Onların bizde çok hakkı var.
Afganistan’a kimin, neyin barışını korumak için gittiler.
Barışı sağlayabildiler mi?
Amerikalılar gitti, İngilizler gitti, bize “siz kalın” dediler, kaldık.
Çünkü Nato’nun üyesiydik.
Robenson gibi ıssız adada değiliz ama Afganistan’da ne işimiz vardı?
Bir de utanmadan, sıkılmadan cenaze törenlerine katıldık, Diyanet İşleri Başkanının, “hakkınızı helal ediyor musunuz” diye 3 kez sormasına, biz de “helal olsun” diye 3 kez bağırdık…
Helal edecek hakkımız mı vardı?
Ama usulen de olsa helal ettik işte.
Vicdanımız rahatladı, yüreğimiz yumuşadı, pamuk gibi oldu.
Helal ettik ya!...
Ayni yağmurda ıslanmamıştık.
Ayni güneşte ısınmamıştık.
Bizim onlarda hiçbir hakkımız yokken, “helal olsun” diye bas bas bağırdık.

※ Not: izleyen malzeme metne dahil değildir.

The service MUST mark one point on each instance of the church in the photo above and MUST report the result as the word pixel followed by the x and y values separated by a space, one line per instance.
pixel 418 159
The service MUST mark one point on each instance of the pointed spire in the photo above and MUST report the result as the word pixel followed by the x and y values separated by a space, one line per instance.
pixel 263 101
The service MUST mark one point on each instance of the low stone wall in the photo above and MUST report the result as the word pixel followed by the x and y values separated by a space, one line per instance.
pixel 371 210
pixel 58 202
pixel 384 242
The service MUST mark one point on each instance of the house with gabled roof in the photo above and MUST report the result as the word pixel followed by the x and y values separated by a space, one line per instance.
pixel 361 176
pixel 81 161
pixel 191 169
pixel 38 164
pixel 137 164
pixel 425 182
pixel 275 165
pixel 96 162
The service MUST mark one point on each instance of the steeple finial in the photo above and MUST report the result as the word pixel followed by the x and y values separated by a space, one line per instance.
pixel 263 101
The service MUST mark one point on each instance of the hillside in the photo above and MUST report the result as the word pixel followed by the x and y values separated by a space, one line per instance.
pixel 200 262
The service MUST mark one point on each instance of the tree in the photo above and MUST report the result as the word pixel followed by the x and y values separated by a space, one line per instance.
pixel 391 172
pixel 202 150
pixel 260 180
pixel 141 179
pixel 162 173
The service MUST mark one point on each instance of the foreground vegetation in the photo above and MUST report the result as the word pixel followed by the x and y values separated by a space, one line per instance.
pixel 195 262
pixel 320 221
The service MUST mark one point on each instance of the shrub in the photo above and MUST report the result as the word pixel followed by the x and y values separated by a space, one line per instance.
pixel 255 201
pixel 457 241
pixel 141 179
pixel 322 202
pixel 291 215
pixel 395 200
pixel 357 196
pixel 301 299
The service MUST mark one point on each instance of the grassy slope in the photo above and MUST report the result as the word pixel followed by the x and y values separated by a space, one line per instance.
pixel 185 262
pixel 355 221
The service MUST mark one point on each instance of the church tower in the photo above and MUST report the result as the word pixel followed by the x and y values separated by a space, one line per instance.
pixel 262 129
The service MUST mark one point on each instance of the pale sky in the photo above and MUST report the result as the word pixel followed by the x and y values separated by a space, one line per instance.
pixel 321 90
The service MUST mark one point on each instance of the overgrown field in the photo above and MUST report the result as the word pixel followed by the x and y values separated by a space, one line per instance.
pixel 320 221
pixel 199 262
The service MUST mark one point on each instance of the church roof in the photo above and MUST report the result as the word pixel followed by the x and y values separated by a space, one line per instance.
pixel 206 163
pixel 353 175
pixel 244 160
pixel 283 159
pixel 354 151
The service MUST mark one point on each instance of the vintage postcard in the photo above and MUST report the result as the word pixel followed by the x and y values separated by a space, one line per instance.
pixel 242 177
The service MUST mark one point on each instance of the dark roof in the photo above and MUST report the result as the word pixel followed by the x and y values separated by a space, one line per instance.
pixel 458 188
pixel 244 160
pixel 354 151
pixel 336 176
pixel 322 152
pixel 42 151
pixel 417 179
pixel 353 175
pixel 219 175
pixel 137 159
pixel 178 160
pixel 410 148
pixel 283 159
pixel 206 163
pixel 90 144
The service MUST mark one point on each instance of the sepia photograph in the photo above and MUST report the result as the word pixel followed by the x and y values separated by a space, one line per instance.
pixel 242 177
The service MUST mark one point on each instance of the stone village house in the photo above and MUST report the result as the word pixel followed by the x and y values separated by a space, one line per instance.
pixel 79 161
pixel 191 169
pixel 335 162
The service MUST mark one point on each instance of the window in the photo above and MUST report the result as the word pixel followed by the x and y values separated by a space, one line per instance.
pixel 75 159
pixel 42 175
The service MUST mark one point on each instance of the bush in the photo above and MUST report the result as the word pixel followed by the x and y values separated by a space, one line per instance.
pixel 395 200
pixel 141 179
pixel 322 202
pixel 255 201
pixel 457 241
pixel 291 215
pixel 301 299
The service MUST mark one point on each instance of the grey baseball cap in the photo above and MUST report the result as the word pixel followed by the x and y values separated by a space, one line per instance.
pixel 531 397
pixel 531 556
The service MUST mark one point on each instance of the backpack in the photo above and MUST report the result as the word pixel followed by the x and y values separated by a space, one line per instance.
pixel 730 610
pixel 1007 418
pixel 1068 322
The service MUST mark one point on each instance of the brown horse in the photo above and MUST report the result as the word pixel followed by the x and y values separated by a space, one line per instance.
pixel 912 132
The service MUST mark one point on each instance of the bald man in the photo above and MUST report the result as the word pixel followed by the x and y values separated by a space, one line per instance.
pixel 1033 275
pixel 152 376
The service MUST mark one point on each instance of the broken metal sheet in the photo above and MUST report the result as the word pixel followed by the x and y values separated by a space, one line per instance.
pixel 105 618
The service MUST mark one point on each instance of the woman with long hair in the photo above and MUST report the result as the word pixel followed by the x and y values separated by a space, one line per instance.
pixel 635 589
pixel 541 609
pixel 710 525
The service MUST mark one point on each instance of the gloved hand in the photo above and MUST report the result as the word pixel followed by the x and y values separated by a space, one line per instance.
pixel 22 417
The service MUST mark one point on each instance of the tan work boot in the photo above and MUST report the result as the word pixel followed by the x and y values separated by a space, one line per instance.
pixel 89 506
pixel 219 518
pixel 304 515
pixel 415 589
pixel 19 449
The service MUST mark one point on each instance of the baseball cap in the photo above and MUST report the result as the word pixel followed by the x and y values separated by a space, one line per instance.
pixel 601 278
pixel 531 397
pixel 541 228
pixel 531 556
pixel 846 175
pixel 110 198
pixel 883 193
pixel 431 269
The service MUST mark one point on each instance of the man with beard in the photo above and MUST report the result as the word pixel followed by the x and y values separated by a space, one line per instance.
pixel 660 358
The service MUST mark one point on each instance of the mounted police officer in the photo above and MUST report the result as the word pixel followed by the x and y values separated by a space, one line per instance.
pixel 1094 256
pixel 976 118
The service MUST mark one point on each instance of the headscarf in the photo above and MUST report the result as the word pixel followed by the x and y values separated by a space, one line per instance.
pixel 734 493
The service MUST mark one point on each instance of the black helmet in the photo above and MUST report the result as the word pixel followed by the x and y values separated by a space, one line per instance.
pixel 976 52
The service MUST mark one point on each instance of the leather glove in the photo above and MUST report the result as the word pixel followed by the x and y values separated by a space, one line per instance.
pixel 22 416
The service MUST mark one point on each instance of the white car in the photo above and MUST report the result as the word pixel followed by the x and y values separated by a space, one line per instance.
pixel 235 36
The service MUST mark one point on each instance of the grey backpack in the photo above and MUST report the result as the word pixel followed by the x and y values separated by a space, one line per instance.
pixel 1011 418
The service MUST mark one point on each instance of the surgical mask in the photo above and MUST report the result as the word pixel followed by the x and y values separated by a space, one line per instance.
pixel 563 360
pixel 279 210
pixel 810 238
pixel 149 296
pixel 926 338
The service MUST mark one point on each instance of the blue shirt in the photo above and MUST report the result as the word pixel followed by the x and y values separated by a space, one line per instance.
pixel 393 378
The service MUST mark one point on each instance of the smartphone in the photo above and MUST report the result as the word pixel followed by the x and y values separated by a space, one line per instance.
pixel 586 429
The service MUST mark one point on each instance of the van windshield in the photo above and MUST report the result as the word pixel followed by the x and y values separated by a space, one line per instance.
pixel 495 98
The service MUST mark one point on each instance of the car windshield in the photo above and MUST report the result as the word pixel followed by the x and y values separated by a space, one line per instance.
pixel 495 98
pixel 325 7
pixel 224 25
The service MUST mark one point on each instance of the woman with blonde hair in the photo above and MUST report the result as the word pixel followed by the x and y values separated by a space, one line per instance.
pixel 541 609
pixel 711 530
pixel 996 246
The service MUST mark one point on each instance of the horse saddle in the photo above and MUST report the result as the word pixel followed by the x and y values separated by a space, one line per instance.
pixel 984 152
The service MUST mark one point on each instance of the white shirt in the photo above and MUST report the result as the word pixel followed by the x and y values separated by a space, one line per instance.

Bir de Nevruz Bayramı kutluyoruz.
Yine utanmadan yine sıkılmadan.
Sanki bayram değil savaş…
Bayram ve gaz bombası.
Bayram ve biber gazı.
Bayram ve basınçlı su.
Bayram ve uzun namlulu silahlarla, hedef gözetmeden ateş açmak.
Yahu bayram…
Nevruz Bayramı.
Bahar bayramı.
Bayram kutlamayı bile unuttuk.
Sizin bayramınız, bizim bayramımız diye ayrıştırdık.
Sonuç;
Sonuç işte meydanda.
Gözümüz yok, göremeyiz.
Kulağımız yok, duyamayız.
Aklımız yok algılayamayız.
Eeee, sonuç?
Sonuç bundan öteye gitmez.
Çünkü gerginlikten besleniyoruz.
Uzlaşmayı aklımızın köşesinden geçirmeyi bile beceremiyoruz.
Biz hep böyle miydik?
Hayır, değildik.
Kötü yönetile yönetile bu hallere düştük.